Michel Berger, membre de la commission Déontologie de la SFAF, fait le point sur la Commission des sanctions de l’AMF, son fonctionnement, qui la compose et ses missions.
Les décisions sur les sanctions
En cas de manquement à la loi ou aux règlements du champ de compétences de l’Autorité des marchés financiers (AMF), le Collège de l’AMF peut saisir la Commission des sanctions.
Concernant les abus de marchés, le fondement de la saisine est le règlement dit MAR (Market Abuse Regulation) de l’Union européenne (Règlement n°596/2014 du 16 avril 2014 sur les abus de marché), entré en application le 3 juillet 2016. Comme tous les règlements de l’Union européenne, il s’applique sans transposition en droit national.
Organe autonome dans ses décisions, la Commission des sanctions comporte douze membres, dont quatre magistrats, six professionnels et deux représentants des salariés du secteur financier.
Le processus débute par une décision d’ouverture d’enquête prise par le secrétaire général de l’AMF et se poursuit par une enquête et un rapport établi par la Direction des enquêtes et des contrôles de l’AMF. C’est une procédure au cours de laquelle les intéressés ont l’occasion d’apporter des explications, avant que, le cas échéant, une notification de griefs n’intervienne par une Commission spécialisée du collège.

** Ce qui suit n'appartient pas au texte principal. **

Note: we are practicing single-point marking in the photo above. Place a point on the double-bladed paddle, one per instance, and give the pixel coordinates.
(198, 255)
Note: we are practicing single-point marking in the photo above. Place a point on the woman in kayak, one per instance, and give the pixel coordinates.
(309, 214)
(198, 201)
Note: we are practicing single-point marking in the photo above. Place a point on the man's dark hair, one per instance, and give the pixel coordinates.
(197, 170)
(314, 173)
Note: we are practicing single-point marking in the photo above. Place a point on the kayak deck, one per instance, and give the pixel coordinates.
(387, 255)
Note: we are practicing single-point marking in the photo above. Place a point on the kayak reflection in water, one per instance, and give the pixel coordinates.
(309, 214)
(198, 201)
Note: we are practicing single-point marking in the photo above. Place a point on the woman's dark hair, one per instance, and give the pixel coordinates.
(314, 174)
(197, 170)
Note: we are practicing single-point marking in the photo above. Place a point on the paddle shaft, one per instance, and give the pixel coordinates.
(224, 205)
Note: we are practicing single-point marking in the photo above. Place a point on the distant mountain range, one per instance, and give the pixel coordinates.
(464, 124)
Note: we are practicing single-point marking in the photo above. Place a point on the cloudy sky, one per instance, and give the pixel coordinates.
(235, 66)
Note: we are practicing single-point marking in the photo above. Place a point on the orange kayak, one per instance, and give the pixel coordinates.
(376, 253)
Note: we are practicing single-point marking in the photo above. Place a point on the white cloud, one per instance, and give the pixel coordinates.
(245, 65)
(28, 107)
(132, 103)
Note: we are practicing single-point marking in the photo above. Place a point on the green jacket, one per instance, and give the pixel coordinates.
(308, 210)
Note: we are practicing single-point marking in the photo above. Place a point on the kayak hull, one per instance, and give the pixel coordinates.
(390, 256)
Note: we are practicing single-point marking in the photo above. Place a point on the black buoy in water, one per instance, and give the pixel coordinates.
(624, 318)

La Commission des sanctions, est, de ce fait, saisie.
La Commission des sanctions statue après avoir suscité les observations des mis en cause. Sa décision est à charge d’appel devant la Cour d’appel de Paris, la Chambre de la régulation économique et financière (sanctions contre les professionnels ou leurs agents) ou le Conseil d’Etat (autres sanctions).
Bien que la décision de l’AMF soit exécutoire, un sursis à exécution peut être demandé devant la juridiction d’appel (en référé pour le Conseil d’Etat, devant le Premier Président pour la Cour d’appel), le critère en étant la disproportion éventuelle des conséquences de l’exécution par rapport à la situation du sanctionné – sans considération pour les apparences de succès du recours.
Les transactions
Pour éviter une décision de sanction, l’AMF et le mis en cause peuvent transiger par un « accord de composition administrative », homologué par la Commission des sanctions. Celle-ci peut d’ailleurs refuser l’homologation, en particulier dans le cas où elle souhaite obtenir une jurisprudence.
Pour parvenir à une transaction, le dossier doit être analysé, aux fins d’apprécier ses chances de succès, par un tiers objectif qualifié si besoin. L’analyse par un tiers évite ainsi les biais subjectifs et peut être utilisée en défense si intérêt il y a. En cas de défaite face à l’AMF et d‘appel, une transaction pourrait encore être recherchée, directement ou en sollicitant une médiation devant la juridiction d’appel. Cependant, à ce stade, une transaction valide apparaîtrait particulièrement difficile à obtenir, puisqu’elle devrait vraisemblablement être homologuée par la Commission des sanctions, qui s’est déjà prononcée.
Le médiateur institutionnel de l’AMF est un médiateur de la consommation qui n’a pas vocation à intervenir pour permettre une telle transaction. Si une médiation était organisée à ce stade sur initiative des mis en cause, en supposant que l’AMF l’accepte, elle devrait donc l’être hors du cadre du médiateur institutionnel.
Non cumul de poursuites
Depuis une décision du Conseil constitutionnel du 18 mars 2015 (2014-453/454 QPC et 2015-462 QPC), un cumul de poursuites devant la Commission des sanctions et devant le juge répressif a été jugée inconstitutionnelle.
C’est ainsi que le manquement d’initié se distingue du délit d’initié par le caractère pénal de la définition juridique de ce dernier, alors que la Commission des sanctions n’est pas et ne peut pas être une juridiction répressive au sens du droit pénal. Notamment, elle ne peut pas prononcer de peines d’emprisonnement. De même, on va distinguer un manquement de manipulation de marché et un délit de manipulation de marché, suivant l’organe décisionnaire.
Un inconvénient de voir une affaire portée devant la Commission des sanctions de l’AMF est qu’une personne qui s’estime lésée ne pourra pas se porter partie civile, contrairement au système correctionnel, dont les conséquences sont potentiellement plus lourdes pour le mis en cause.
La loi n°2016-819 du 21 juin 2016, réformant le système de répression des abus de marché, organise la répartition entre la Commission des sanctions et les juridictions répressives.
Motifs de la décision
En examinant les décisions de la Commission des sanctions de l’AMF, il sera intéressant de faire ressortir la manière dont elle raisonne, tout particulièrement en matière de preuves. En effet, si la commission peut établir les faits par preuve matérielle, elle peut fonder sa décision sur un faisceau d’indices concordants, dont il reste à voir comment cela se traduit en une décision.